Shrinking the file without ruining it

Compression for images is lossy, which means there is always a trade-off between size and sharpness. A few tips keep that trade-off in your favor:

  • Keep your original. Compress a copy and hold on to the source file in case you ever need full quality again.
  • Pick the largest target that still fits. Do not crush a file to 200KB if 1MB clears your email limit comfortably — more headroom means a cleaner-looking document.
  • Check fine detail. If the PDF has small text in tables, tiny diagrams, or signatures, open the result and confirm those areas are still legible before you send.
  • Re-run if needed. If quality looks rough, step up to a larger target; if the file is still too big, step down. It only takes a few seconds either way.

In most cases a single pass is enough to take a "too big to email" PDF and turn it into a tidy attachment that sends on the first try — without anyone on the receiving end noticing a difference in readability.

FAQ

What is the maximum PDF size I can email?
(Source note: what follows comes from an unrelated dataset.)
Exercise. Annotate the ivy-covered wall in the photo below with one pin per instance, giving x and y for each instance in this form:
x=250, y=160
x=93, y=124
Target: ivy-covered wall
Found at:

It depends on your provider. Gmail's attachment limit is commonly cited at around 25MB, and most other mailboxes land in a similar range — roughly 20 to 25MB — though the exact number varies. Because attachments are encoded for transit and the recipient may have stricter limits, it is safest to compress well below the cap rather than right at it.

How do I reduce a PDF that is too big to email?

Run it through a compressor that targets a specific size. With PDFShrink you choose a target such as 1MB, add the file, let it compress in your browser, and download the smaller version to attach. No software to install and nothing to upload.

Will compressing the PDF lower its quality?

Image compression is lossy, so heavy reduction can soften photos and scans. Choosing the largest target that still fits your email limit keeps quality high. Text-based PDFs are barely affected, while image-heavy and scanned files shrink the most.

Is it safe to compress a confidential PDF online?

With PDFShrink, yes — the file is processed entirely in your browser and is never uploaded to a server. That makes it suitable for contracts, tax forms, and other sensitive documents you would not want sent to a third-party service.

What if my file is still too large after compressing?

Re-run it at a smaller target, such as 500KB. If the document is genuinely huge, you can also split it into parts or share a cloud link (Google Drive or Dropbox) instead of attaching it directly.